Hybrid poplars are among the fastest-growing trees in North America and are well suited for the production of bioenergy (e.g., heat, power, transportation fuels), fiber (e.g., paper, pulp, particle board, etc.) and other bio-based products (e.g., organic chemicals, adhesives). Because poplar trees have so many economic, environmental and agricultural advantages, it is important they are protected.
John Brown, WSU professor, scientist and extension specialist, is leading an award-winning team that is completely revamping the pattern of insecticides used to protect poplar trees.

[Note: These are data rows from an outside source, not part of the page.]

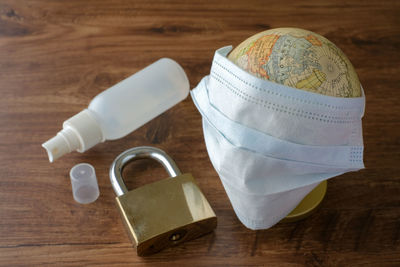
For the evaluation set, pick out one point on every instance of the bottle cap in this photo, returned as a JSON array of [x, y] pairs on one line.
[[84, 183]]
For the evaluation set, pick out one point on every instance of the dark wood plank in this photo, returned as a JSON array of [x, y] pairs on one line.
[[56, 55]]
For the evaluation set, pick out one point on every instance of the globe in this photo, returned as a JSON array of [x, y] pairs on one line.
[[300, 59]]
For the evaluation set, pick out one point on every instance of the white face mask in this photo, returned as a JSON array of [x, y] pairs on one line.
[[271, 144]]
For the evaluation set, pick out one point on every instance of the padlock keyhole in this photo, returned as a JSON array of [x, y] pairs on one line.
[[177, 236]]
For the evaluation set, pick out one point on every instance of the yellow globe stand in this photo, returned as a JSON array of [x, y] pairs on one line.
[[308, 205]]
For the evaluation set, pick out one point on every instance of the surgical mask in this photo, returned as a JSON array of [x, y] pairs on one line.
[[271, 144]]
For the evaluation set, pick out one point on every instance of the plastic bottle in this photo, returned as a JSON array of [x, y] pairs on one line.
[[122, 108]]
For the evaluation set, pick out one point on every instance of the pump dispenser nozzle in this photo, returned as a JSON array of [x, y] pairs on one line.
[[80, 133]]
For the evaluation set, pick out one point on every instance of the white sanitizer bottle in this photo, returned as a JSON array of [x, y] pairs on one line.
[[122, 108]]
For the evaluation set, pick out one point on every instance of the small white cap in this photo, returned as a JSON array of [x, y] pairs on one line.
[[80, 133], [84, 183]]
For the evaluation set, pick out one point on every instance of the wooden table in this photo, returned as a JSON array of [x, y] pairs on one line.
[[55, 56]]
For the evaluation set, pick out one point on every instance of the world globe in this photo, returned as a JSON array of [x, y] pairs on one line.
[[300, 59]]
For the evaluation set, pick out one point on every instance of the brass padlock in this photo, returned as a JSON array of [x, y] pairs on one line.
[[164, 213]]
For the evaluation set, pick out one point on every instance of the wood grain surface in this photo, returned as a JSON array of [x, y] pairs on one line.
[[55, 56]]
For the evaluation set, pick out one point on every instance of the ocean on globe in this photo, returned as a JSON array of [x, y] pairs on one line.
[[300, 59]]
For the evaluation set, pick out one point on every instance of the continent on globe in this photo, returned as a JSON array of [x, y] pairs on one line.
[[300, 59]]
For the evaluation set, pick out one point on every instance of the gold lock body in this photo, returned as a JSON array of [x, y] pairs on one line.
[[164, 213]]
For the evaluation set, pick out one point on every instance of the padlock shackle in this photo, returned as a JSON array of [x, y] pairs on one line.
[[142, 152]]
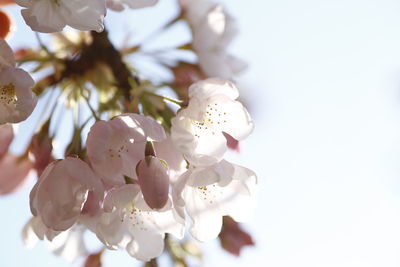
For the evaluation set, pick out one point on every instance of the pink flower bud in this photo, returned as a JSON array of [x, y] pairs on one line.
[[154, 181], [41, 149], [233, 238], [232, 143], [6, 137], [93, 260], [13, 172]]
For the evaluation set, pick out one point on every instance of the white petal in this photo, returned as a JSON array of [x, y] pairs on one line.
[[6, 55], [43, 16], [119, 197], [206, 216], [146, 245], [199, 145], [213, 86], [69, 244], [85, 15]]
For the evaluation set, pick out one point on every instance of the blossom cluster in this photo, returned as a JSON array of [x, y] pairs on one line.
[[138, 182], [143, 170]]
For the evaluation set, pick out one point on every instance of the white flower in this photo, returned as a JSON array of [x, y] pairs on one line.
[[129, 223], [60, 193], [115, 147], [16, 98], [208, 193], [176, 162], [197, 131], [118, 5], [153, 179], [6, 55], [54, 15], [213, 29], [68, 244]]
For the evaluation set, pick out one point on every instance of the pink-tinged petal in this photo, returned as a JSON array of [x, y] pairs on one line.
[[118, 5], [35, 230], [61, 192], [111, 151], [49, 16], [120, 196], [16, 98], [146, 245], [233, 238], [198, 130], [70, 244], [144, 128], [82, 173], [231, 191], [85, 15], [200, 144], [6, 55], [6, 137], [238, 122], [205, 215], [13, 172], [177, 190], [41, 148], [6, 26], [93, 260], [176, 162], [232, 143], [154, 181], [213, 86], [115, 147], [42, 16]]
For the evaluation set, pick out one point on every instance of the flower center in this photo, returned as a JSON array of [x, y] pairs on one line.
[[8, 94], [117, 152], [213, 118], [209, 193]]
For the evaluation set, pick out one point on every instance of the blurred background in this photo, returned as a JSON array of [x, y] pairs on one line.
[[323, 86]]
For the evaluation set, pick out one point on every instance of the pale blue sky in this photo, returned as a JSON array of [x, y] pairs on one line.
[[324, 88]]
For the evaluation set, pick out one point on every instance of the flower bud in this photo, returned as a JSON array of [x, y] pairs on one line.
[[6, 137], [154, 181], [5, 24]]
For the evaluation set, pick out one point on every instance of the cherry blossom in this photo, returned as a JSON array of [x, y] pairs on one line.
[[153, 179], [213, 29], [198, 130], [6, 55], [233, 238], [62, 189], [68, 244], [13, 172], [6, 24], [209, 193], [168, 152], [127, 222], [16, 98], [115, 147], [54, 15], [6, 137], [118, 5]]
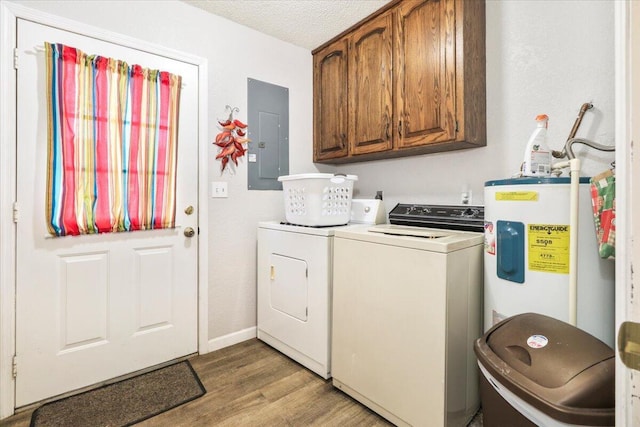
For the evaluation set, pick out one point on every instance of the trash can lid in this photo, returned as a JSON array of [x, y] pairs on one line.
[[559, 369], [546, 350]]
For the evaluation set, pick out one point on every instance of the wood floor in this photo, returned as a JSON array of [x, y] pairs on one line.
[[251, 384]]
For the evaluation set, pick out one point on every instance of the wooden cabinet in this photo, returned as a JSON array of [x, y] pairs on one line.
[[369, 84], [411, 80], [330, 102]]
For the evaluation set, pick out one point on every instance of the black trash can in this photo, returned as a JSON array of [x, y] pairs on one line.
[[539, 371]]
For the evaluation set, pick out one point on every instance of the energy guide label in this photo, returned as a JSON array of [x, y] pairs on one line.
[[549, 248]]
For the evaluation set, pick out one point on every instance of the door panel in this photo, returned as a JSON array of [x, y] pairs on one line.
[[330, 101], [93, 307], [425, 86], [370, 77]]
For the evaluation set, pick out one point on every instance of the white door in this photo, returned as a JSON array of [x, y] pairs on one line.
[[93, 307]]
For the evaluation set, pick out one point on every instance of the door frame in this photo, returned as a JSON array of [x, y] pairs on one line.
[[627, 14], [9, 14]]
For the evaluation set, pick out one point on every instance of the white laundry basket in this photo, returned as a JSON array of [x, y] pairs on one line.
[[317, 199]]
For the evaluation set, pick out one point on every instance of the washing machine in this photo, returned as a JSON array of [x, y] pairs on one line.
[[406, 311], [294, 285]]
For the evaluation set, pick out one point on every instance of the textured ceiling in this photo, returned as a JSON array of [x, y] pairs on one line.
[[306, 23]]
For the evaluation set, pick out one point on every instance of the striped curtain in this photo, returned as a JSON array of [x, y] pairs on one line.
[[112, 144]]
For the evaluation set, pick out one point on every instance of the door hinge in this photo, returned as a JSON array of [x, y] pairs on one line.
[[16, 212]]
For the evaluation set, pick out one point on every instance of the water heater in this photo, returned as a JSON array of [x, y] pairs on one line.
[[526, 255]]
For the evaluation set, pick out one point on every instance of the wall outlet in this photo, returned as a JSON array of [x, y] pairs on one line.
[[219, 189], [466, 197]]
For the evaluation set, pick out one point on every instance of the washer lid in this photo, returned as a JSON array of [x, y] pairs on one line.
[[400, 230]]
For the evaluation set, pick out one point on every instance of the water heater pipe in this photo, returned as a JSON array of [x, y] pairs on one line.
[[574, 192], [574, 165]]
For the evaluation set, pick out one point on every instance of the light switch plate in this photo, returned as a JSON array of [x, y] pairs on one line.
[[219, 189]]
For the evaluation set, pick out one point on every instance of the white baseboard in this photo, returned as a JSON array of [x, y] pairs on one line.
[[233, 338]]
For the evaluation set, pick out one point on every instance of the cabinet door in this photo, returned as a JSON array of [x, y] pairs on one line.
[[425, 83], [370, 85], [330, 102]]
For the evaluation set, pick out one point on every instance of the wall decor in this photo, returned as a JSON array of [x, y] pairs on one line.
[[231, 139], [112, 144]]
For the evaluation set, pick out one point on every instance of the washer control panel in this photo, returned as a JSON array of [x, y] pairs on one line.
[[462, 217]]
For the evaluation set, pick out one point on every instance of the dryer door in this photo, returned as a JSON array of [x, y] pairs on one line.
[[289, 286]]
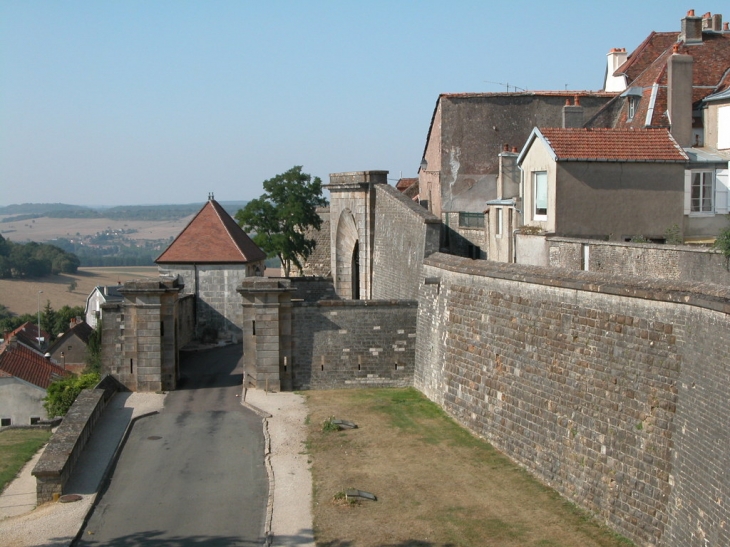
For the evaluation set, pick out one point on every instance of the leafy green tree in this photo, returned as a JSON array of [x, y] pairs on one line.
[[282, 215], [64, 316], [61, 394]]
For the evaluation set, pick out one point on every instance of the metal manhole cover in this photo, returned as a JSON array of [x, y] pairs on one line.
[[68, 498]]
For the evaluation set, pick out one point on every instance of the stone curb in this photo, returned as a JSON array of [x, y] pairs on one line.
[[269, 467], [105, 475]]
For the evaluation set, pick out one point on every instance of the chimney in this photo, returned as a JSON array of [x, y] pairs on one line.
[[508, 180], [572, 114], [615, 58], [679, 97], [691, 29]]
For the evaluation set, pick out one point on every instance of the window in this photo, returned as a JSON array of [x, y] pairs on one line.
[[471, 220], [539, 180], [702, 192]]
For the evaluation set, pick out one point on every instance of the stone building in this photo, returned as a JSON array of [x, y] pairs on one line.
[[211, 256]]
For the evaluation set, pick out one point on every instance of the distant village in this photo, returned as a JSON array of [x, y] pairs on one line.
[[548, 279]]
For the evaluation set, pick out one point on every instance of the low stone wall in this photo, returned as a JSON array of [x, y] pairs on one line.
[[651, 261], [613, 392], [353, 343], [58, 460]]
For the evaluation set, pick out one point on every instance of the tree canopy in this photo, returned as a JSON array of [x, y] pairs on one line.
[[281, 217]]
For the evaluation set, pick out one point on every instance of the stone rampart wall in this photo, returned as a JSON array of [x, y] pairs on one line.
[[58, 460], [674, 262], [614, 394], [346, 344], [405, 232]]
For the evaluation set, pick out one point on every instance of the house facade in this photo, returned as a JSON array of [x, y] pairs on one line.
[[97, 298], [605, 184], [25, 375]]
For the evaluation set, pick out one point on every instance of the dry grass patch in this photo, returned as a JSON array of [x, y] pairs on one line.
[[437, 485], [21, 295], [17, 446]]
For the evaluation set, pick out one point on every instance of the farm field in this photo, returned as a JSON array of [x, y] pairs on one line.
[[47, 229], [21, 296]]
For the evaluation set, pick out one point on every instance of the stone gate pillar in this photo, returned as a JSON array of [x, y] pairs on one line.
[[352, 229], [266, 333], [139, 338]]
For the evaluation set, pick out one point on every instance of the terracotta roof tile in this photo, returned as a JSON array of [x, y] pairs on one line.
[[614, 145], [405, 183], [211, 237], [29, 365]]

A driving force for this effort is to have the lumber sold under a Forest Stewardship Council certification program.
“When we started our Integrated Pest Management program, poplar growers were relying on broad spectrum insecticides,” Brown explained. “Now they use sex pheromones, insect growth regulators, and systemic nicotine mimics which are delivered through a drip line.” These methods are more environmentally friendly and won’t hamper biological control.
The research team started with a basic laboratory discovery of the pheromone for the Western Poplar Clearwing Moth and developed an EPA-registered insecticide in just four years that disrupts the mating process. The pheromone is aerially sprayed in microcapsules over the poplar trees each month from April to September so that the male moths cannot find the females.
Brown says that his team also is developing a modified Attract-and-Kill strategy where the males of a specific insect species are lured to a synthetic pheromone. When the male insect approaches the pheromone source, it comes into contact with a killing agent.
Insect growth regulators are another method used to protect poplars. “We use insect growth regulators that prevent insect larvae from successfully molting but are not toxic to adult insects, so beneficial insects such as parasites and predators are not harmed,” Brown explained.
Currently, the team is experimenting with tree injection technology to introduce insecticides directly into individual trees. This method is labor intensive but could provide multiple year protection to the trees.
Brown’s research team received both regional and national IPM Team Awards for their Poplar Protection Program in 2006.